How much does bed bug treatment cost?

Professional bed bug treatment typically runs about $400 to $1,800, depending on the size of the home, how many rooms are affected, and the severity of the infestation. Whole-home heat treatment is usually higher, around $1,200 to $2,500. DIY products cost less, roughly $50 to $300, but often do not achieve full elimination on their own. These are typical, approximate national ranges; get a local quote for your situation.

Does heat kill bed bugs?

Yes. Sustained heat of about 120°F (49°C) and above kills bed bugs and their eggs at all life stages, which is why heat is one of the most effective treatments. At home, drying items on high heat for at least 30 minutes and steaming cracks and seams works well. Professionals take it further with whole-home heat treatment that raises an entire room or home to lethal temperatures to reach bugs hiding in walls and furniture.

How long does it take to get rid of bed bugs?

Professional heat treatment can eliminate an infestation in a single day, usually with a follow-up inspection. Professional chemical treatment typically takes two to three visits over four to six weeks, because eggs keep hatching between visits. DIY efforts, when successful, often take several weeks to a few months. Keep encasements and interceptors in place and inspect for several weeks after the last sighting before assuming they are gone.

Why are bed bugs so hard to get rid of?

Bed bugs hide in cracks as thin as a credit card, their eggs are cemented in place and resist most over-the-counter sprays, and many populations have developed resistance to consumer pyrethroid insecticides. They can also survive several months without feeding. Missing even a small pocket of survivors lets the infestation rebuild, which is why treatments have to be thorough and are often best handled by a professional.

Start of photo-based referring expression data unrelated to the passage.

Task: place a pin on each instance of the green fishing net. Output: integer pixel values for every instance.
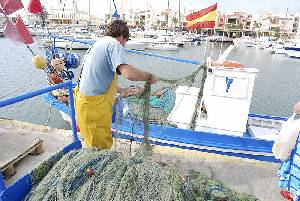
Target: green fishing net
(92, 174)
(121, 178)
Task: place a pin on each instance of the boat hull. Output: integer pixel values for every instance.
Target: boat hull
(224, 144)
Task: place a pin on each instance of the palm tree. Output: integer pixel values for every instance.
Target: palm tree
(174, 21)
(256, 27)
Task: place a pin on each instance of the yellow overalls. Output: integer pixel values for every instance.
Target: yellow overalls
(94, 116)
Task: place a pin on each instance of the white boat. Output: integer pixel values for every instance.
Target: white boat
(164, 47)
(135, 45)
(293, 54)
(77, 42)
(278, 49)
(225, 128)
(245, 41)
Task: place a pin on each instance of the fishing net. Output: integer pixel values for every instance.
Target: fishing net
(154, 107)
(91, 174)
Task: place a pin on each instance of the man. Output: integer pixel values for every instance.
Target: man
(98, 84)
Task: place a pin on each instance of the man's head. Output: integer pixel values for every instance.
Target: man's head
(118, 29)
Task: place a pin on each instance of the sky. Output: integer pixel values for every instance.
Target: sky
(100, 7)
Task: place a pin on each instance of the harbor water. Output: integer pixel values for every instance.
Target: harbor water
(276, 90)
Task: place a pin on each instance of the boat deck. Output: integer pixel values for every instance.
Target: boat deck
(244, 175)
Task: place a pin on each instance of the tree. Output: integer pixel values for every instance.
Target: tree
(142, 24)
(277, 31)
(256, 27)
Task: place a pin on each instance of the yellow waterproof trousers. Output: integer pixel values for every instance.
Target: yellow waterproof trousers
(94, 116)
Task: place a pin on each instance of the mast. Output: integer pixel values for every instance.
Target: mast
(110, 15)
(89, 22)
(179, 22)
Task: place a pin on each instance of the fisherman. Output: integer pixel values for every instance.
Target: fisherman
(94, 96)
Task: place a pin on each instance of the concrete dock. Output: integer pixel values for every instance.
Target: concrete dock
(249, 176)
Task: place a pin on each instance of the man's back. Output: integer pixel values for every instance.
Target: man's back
(100, 64)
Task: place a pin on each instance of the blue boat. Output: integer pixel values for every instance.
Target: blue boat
(225, 128)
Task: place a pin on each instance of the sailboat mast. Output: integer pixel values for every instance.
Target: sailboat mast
(110, 16)
(179, 22)
(89, 22)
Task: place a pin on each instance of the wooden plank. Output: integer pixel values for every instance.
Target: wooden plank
(14, 147)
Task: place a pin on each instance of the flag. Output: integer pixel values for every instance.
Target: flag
(11, 32)
(23, 31)
(204, 18)
(35, 7)
(10, 6)
(116, 15)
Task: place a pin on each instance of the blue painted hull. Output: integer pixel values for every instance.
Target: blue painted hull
(245, 147)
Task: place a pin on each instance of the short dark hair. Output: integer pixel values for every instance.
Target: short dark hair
(117, 28)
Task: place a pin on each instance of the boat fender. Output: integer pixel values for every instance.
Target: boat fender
(52, 53)
(286, 140)
(39, 61)
(54, 78)
(226, 64)
(67, 75)
(58, 64)
(72, 60)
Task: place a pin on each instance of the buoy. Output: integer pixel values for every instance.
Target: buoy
(38, 61)
(89, 171)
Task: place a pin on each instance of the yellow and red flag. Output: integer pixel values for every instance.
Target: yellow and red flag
(204, 18)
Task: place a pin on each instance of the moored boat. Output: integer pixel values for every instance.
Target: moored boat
(223, 124)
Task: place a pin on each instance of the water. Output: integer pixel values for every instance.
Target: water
(276, 90)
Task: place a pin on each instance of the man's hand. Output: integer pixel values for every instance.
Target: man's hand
(130, 91)
(153, 79)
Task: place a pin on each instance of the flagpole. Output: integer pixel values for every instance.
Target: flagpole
(17, 31)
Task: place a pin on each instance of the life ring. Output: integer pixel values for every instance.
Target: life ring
(227, 64)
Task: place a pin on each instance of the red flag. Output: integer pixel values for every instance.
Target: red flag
(204, 18)
(35, 7)
(23, 31)
(11, 32)
(10, 6)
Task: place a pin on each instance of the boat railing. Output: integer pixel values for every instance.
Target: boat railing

Do I need to throw away my mattress if I have bed bugs?

Usually no. A bed-bug-proof encasement zipped over the mattress and box spring traps the bugs inside and lets you keep using the bed while it is treated. Throwing out an infested mattress can spread bugs through hallways and to neighbors, costs money you may not need to spend, and does not remove bugs hiding elsewhere in the room. Replace a mattress only if it is physically damaged.

Do bug bombs or foggers work on bed bugs?

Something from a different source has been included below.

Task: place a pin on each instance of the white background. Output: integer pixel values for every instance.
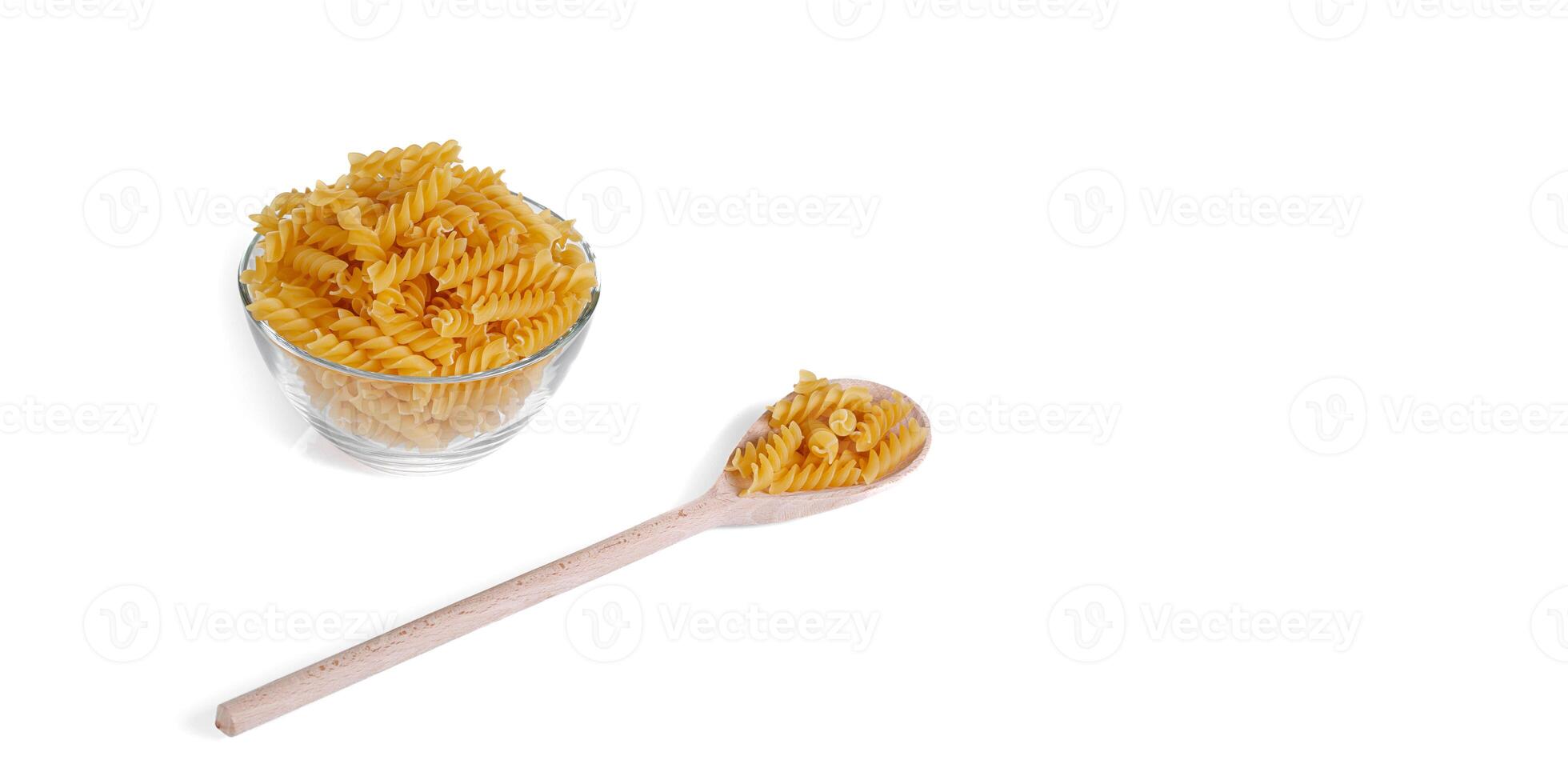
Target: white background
(1283, 196)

No, and they often make things worse. Foggers and bug bombs do not penetrate the cracks and crevices where bed bugs actually hide, and they can scatter bugs deeper into walls and adjacent rooms. Effective treatment targets the harborage directly with heat, steam, desiccant dusts, and labeled crack-and-crevice insecticides, or a professional heat treatment.

How do I know if I still have bed bugs after treatment?

Keep interceptor cups under the bed legs and inspect them weekly, and check mattress seams, the bed frame, and nearby baseboards for live bugs, dark fecal spots, and shed skins. With professional chemical treatment it is normal to see some activity between the first and follow-up visits as eggs hatch. If you are still finding live bugs after the full treatment plan is complete, contact the provider, since reputable companies typically include a follow-up guarantee.